Our hearts are thirsty black handkerchiefs
flying through the trees at night, soaking up
the darkest beams of moonlight, the music

of owls, the motion of wind-torn branches.
And now our hearts are thick black fists
flying back to the glove of our chests.

We have to learn to trust our hearts like that.
We have to learn the desperate faith of sleep-
walkers who rise out of their calm beds

and walk through the skin of another life.
We have to drink the stupefying cup of darkness
and wake up to ourselves, nourished and surprised.

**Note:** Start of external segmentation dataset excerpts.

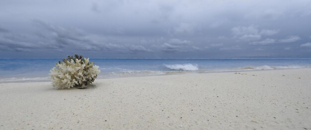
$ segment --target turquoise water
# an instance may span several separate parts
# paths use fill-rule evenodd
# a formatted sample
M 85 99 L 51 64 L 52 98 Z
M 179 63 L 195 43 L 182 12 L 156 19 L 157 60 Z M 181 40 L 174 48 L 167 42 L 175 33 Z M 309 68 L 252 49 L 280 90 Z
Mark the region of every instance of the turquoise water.
M 0 83 L 49 81 L 61 59 L 0 59 Z M 311 59 L 90 59 L 98 78 L 311 67 Z

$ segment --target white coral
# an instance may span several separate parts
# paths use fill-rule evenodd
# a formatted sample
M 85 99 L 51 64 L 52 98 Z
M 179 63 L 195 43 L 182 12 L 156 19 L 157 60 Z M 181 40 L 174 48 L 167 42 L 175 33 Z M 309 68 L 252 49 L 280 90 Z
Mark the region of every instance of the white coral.
M 82 61 L 75 59 L 57 63 L 50 70 L 50 75 L 54 87 L 59 89 L 83 88 L 92 83 L 100 72 L 98 66 L 89 63 L 88 58 Z

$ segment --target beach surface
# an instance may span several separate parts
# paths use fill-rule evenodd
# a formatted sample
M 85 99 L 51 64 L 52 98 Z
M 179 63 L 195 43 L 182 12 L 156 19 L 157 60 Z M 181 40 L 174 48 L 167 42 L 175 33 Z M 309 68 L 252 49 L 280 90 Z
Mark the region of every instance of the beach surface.
M 0 130 L 311 130 L 311 69 L 0 84 Z

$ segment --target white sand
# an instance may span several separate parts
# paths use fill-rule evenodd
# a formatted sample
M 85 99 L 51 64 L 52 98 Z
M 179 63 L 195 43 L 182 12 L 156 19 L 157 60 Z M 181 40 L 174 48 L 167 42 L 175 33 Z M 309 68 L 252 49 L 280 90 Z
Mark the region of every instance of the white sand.
M 311 130 L 311 69 L 240 73 L 0 84 L 0 130 Z

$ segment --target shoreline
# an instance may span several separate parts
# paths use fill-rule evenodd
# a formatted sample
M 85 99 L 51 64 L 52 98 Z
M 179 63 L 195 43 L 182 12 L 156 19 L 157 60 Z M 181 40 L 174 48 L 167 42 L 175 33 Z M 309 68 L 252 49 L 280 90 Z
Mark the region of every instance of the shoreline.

Friday, September 20, 2013

947. California - Hayden Carruth

For Adrienne Rich

To come again into the place of revolutionary
thought after years in the wilderness
of complacency and hard-eyed greed
and brutality
is extraordinary. A.'s kitchen
in Santa Cruz
isn't greatly different from her kitchen in
West Barnet in the old days,
small interesting ornaments here and there,
many good things to eat —
and how ideas flew from stove to table,
from corner to corner. In Santa Cruz
after twenty-odd years it was the same. Tolstoi said
the purpose of poetry is to provoke
feeling in the reader, to "infect" the reader,
he said, — and so to induce a change,
a change of conscience
that may lead to a change in the world, that will
lead to a change in the world!
How can poetry be written by people who want no change?

To be reconciled after so long,
in sunshine, among Latino voices. A. Showed me
where earthquake two years ago had changed Santa Cruz
and how the people were rebuilding, making it better. Had she
been frightened? Of course. Would she move away?
Never. Here earth itself gives us the paradigm.
And the great ocean hurling its might always thunderously against
the land at Half Moon Bay is our measure
of flux and courage
and eternity.
We drove among hills, redwood and eucalyptus,
dense growth, the richness and ramifying intricacy
of the world's loveliness and asked
what would be left
for our grandchildren, already born, when they are
as old as we? No longer do we
need an insane president to end us
by pushing a button. People
need only go on living as they are, without change,
the complacent and hard-eyed
everywhere. At the airport
after dark
among hard lights
with the massive proportions of human energy
surrounding them, two old people
embraced in love of the injured and poor, of poetry,
of the world in its still remaining remote possibilities,
which were themselves.

Sunday, September 15, 2013

946. Second Fall in the Afterlife - Dean Young

First I go out into the yard
to see what survived the night.
The broken birdbath still holds
a few handfuls of water,
good enough for the grackles
to keep their capes immaculate
and the mounds of the fire ants
between some paving stones
look bigger, proof of the progress
of their underground pyramids.
Back inside, my cat has cornered
something invisible and struts about
in triumph. Swallowing my morning dose,
I can almost hear the ocean
made of falling chandeliers
my wife's listening to on headphones
reading about the care of blind lion cubs
on the internet. Maybe this month
the jasmine will finally pull the house
down. Who wouldn't rather dissolve
in the mouths of flowers than be trampled
by the stampede charging into the sky?